Sämtliche Werke
Galgenstrick, der sich mit seinem Schweine um die Wette in den Kot wälzt. Die keusche Susanne brachte der Dünkel ihrer Sittlichkeit, die sie unbesiegbar glaubte, gar schmählich zu Falle, und sie, die einst den Greisen so glorreich widerstanden, erlag der Verlockung des jungen Absalon, Sohn Davids.
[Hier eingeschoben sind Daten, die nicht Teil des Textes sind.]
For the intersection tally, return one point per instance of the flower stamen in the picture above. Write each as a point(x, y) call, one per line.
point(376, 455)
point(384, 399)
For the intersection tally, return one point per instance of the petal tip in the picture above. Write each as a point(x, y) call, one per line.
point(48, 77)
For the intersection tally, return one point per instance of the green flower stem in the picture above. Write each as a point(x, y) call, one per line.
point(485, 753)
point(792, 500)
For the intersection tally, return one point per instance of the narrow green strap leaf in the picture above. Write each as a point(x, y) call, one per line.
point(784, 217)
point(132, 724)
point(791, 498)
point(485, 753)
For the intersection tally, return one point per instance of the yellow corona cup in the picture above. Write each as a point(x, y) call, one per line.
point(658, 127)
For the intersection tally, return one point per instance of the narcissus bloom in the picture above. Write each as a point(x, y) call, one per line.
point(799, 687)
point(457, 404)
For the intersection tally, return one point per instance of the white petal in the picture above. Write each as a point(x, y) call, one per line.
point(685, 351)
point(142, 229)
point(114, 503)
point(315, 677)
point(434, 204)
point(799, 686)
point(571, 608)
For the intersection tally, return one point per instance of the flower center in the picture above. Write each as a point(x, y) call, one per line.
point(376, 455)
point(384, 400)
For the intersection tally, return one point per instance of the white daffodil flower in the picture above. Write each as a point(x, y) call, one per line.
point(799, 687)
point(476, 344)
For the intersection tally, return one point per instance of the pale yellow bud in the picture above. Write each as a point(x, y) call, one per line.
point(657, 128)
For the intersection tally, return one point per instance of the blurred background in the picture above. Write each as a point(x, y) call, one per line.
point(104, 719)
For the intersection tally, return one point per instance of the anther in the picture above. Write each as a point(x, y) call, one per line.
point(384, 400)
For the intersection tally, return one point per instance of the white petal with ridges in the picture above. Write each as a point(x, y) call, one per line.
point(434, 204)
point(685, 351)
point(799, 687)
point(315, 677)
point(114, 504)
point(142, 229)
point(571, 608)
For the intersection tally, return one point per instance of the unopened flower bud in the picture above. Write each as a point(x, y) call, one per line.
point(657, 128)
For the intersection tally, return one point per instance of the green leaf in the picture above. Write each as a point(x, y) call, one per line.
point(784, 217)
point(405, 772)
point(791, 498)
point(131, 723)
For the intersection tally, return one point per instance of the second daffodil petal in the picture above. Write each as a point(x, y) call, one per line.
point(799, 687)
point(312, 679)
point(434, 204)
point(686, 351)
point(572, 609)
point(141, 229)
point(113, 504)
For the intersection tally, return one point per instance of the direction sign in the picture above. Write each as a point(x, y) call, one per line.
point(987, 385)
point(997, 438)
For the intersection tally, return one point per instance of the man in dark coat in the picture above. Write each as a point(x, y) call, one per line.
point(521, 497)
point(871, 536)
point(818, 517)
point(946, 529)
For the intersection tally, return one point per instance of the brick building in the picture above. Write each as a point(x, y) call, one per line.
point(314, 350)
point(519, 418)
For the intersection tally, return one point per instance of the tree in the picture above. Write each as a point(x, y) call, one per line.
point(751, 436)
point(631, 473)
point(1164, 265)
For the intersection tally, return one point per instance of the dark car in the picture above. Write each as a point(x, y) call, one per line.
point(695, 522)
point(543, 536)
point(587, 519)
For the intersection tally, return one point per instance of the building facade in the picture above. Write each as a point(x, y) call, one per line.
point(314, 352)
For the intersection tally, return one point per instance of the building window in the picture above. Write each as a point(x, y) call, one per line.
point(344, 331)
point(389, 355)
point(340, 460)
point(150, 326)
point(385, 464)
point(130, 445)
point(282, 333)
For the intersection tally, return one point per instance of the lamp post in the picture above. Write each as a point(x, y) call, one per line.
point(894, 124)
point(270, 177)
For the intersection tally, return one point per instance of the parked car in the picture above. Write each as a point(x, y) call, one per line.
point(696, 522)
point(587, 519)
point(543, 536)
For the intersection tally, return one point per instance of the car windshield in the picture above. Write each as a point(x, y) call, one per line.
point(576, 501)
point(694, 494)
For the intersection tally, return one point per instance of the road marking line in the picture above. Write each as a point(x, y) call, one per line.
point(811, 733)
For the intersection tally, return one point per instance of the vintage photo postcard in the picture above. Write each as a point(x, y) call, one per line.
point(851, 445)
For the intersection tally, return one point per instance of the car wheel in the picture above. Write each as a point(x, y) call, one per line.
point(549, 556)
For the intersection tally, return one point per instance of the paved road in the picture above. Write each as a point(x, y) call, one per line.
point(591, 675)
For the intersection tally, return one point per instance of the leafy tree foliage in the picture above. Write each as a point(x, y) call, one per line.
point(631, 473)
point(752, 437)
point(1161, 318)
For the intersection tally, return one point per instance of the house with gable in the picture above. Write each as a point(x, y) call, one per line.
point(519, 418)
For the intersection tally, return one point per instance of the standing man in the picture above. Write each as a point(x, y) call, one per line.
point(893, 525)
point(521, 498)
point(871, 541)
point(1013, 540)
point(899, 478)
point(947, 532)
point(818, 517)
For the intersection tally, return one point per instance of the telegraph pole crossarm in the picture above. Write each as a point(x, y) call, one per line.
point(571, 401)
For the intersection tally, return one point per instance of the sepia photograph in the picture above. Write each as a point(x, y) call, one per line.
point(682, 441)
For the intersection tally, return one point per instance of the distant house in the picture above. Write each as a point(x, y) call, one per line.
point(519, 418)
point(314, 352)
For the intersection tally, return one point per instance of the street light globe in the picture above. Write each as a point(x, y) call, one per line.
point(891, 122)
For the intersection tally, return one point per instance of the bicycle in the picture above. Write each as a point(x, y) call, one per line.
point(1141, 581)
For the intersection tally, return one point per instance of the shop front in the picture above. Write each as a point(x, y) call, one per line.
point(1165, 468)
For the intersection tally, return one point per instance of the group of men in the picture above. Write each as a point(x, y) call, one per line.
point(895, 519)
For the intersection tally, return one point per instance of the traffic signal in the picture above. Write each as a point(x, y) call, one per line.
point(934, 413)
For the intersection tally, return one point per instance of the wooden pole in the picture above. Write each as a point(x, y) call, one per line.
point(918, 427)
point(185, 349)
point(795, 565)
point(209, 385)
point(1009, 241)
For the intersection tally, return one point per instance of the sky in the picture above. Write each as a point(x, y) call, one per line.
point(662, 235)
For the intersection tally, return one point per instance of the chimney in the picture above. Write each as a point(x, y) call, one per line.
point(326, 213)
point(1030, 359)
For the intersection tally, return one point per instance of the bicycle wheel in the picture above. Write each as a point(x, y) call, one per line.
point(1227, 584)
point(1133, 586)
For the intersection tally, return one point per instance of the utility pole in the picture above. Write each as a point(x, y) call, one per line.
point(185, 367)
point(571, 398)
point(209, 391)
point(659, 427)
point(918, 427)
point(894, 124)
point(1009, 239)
Die Töchter Lots hingegen hatten sich im Verlauf der Zeit sehr vertugendhaftet und gelten in der andern Welt für Muster der Anständigkeit; der Alte verharrte leider bei der Weinflasche.
So närrisch sie auch klingen, so sind doch diese Nachrichten ebenso bedeutsam wie scharfsinnig. Der große skandinavische Seher begriff die Einheit und Unteilbarkeit unserer Existenz, so wie er auch die unveräußerlichen Individualitätsrechte des Menschen ganz richtig erkannte und anerkannte. Die Fortdauer nach dem Tode ist bei ihm kein idealer Mummenschanz, wo wir neue Jacken und einen neuen Menschen anziehen; Mensch und Kostüm bleiben bei ihm unverändert. In der anderen Welt des Swedenborg werden sich auch die armen Grönländer behaglich fühlen, die einst, als die dänischen Missionäre sie bekehren wollten, an diese die Frage richteten, ob es im christlichen Himmel auch Seehunde gäbe. Auf die verneinende Antwort erwiderten sie betrübt, der christliche Himmel passe alsdann nicht für Grönländer, die nicht ohne Seehunde existieren könnten.
Wie sträubt sich unsere Seele gegen den Gedanken des Aufhörens unserer Persönlichkeit, der ewigen Vernichtung! Der horror vacui, den man der Natur zuschreibt, ist vielmehr dem menschlichen Gemüte angeboren. Sei getrost, teurer Leser, es gibt eine Fortdauer nach dem Tode, und in der anderen Welt werden wir auch unsere Seehunde wiederfinden.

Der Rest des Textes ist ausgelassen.